According to a report from an ISI Group study, 2.3 million Americans have pulled the cable cord since 2010. This sounds impressive—till you consider that they categorize the bundled Internet access, telephone (landline), and television packages from AT&T and Verizon as “telecommunications”. Comcast and Time Warner, among others, offer similar packages it is worth noting.
Call it what you want to call it, but this is ultimately semantics. In the end, consumers will consider a bundled pay TV package not coming from a satellite dish “cable”. According to ISI’s numbers, the “telcos” market share increased 3.6 per cent while cable’s share slumped 3.8 per cent. In other words, unless the market as a whole has shrinked drastically—and there is no evidence indicating it has—there has been no major dropoff in what we would colloquially call “cable TV”.
On the other hand, Credit Suisse analyst Stefan Anninger predicted that there will be 200,000 less subscribers to pay TV in 2012. Consider for a moment that over 80 million American households have some form of pay TV (cable, satellite, broadband). Two hundred thousand and change lost subscribers isn’t an indication of a broad trend—it’s a rounding error.
Further undermining the idea of a decline, Bernstein Research found that the number of pay TV’s subscribers actually increased by 224,000 last year. Again, a pretty neglible number either way, but certainly not indicative of a broad based decline. In case you were wondering, Bernstein found that the “telcos” picked up 3.2 million subscribers in 2010 and 2011,
If this were a declining medium, it would also seem a little strange that cable TV raked in its highest ad sales ever last year—and is forecast to do even more this year. When it comes down to it, cable TV is still the best way to reach the largest number of engaged eyeballs around. According to Nielsen, the average American watches over 32 hours of TV a week, presumably much of it on cable channels.
So what will happen to TV? The likely scenario, as we’ve argued before, is an agonizingly slow decline with TV remaining an amazingly large and profitable business for many many years to come. The narrative of cord cutting is intruiging—and even makes sense on some level—but it’s not clear where they would go since there is still a monopoly on content distribution.
In other words, cable TV is here to stay until someone figures out how to break the bundled programming model (i.e. the consumer pays one flat rate for 100 channels instead of picking and choosing channels a la carte). There are rumours that this will be central goal of the Apple TV, but it is far from clear whether this will succeed. Furthermore, cable companies have started wising up that consumers want to watch TV across multiple devices. Once they fully accomodate consumers on this count—which seems inevitable—it will make the bundle that much harder to break.

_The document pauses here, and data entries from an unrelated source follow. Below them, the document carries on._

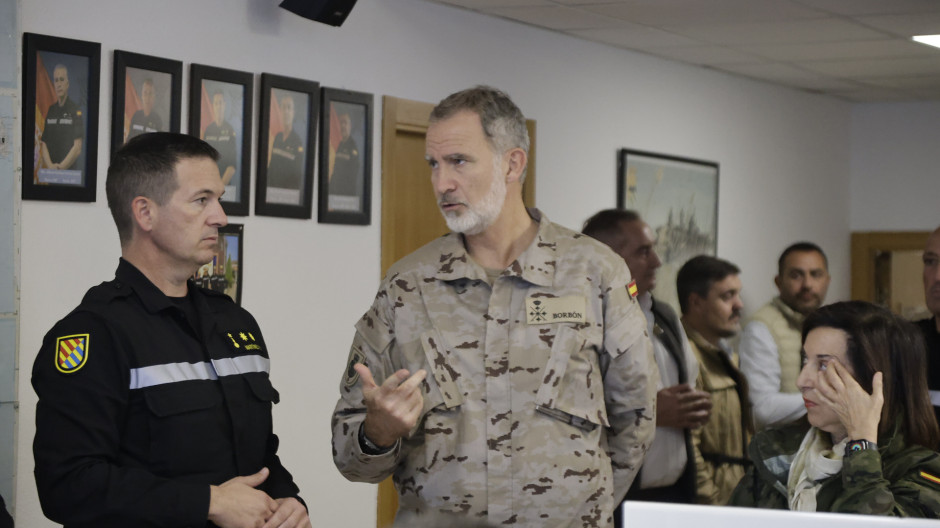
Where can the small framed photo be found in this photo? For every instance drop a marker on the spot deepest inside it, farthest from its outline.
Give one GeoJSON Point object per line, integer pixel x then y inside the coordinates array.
{"type": "Point", "coordinates": [286, 139]}
{"type": "Point", "coordinates": [220, 110]}
{"type": "Point", "coordinates": [60, 118]}
{"type": "Point", "coordinates": [224, 273]}
{"type": "Point", "coordinates": [345, 158]}
{"type": "Point", "coordinates": [146, 98]}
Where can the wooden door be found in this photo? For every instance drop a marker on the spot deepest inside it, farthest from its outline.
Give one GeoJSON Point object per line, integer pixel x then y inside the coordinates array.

Many point to online streaming services as potential heirs to the throne. Netflix is indeed a great place to stream TV shows, but content providers can “window” them out of relevance if they choose. Furthermore, content owners are not worried about Hulu—they own it after all.
THE BOTTOM LINE
- There is no meaningful evidence for a decline of cable TV.
- American still love to watch cable TV, which is why it is still the most effective advertising medium around—for the time being.
- The competitive advantage of cable TV is a monopoly on content distribution, breaking the bundled programming model is the key to success for would-be usurpers.